Less clear, though, is what to do if a PC is not on the list. In some cases, the system will run Windows 10, although the manufacturer has not written drivers or tested it. In other cases, it won't run Windows 10 at all.
Microsoft has provided its own tool to test for Windows 10 compatibility. The Get Windows 10 app was pushed onto many PCs before Windows 10's release during routine updates. If you fire up the app and select the Check Your PC option, the app will scan your system for potential Windows 10 compatibility problems.
What happens if Microsoft says your PC is OK to upgrade, but that system isn't on the vendor's supported list? Here, for example, is what an Acer spokeswoman told me:
We will release any required BIOS updates and/or drivers for any systems on the approved list. If a product is not on the approved list, a customer may still be able to install Windows 10, but we will not release new BIOS/drivers for Windows 10, cannot guarantee it will work, etc.

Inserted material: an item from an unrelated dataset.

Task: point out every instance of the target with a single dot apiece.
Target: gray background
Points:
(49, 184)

That's pretty much what I heard from the other companies, too.
Welcome to patch city
The worst case is when Microsoft's compatibility app gives the thumbs-up — and the system won't run properly once the update has been performed. If the system was on the vendor's Windows 10 approved list, that vendor should provide support. If not (particularly if it's an old, out-of-warranty system) the chances of getting vendor support are slim.
Meanwhile, Microsoft is already whipping out patches on an operating system that has only been live for a couple of weeks. Microsoft has released the second "cumulative update" — meaning a major set of patches — for Windows 10 in only three days.
Overall, Windows 10 is a huge improvement over Windows 8, but the reluctance of PC makers to support many potentially viable PCs smacks of planned obsolescence. That won't do much to build loyalty at a time when the PC makers should be showering the thinning ranks of their customers with love.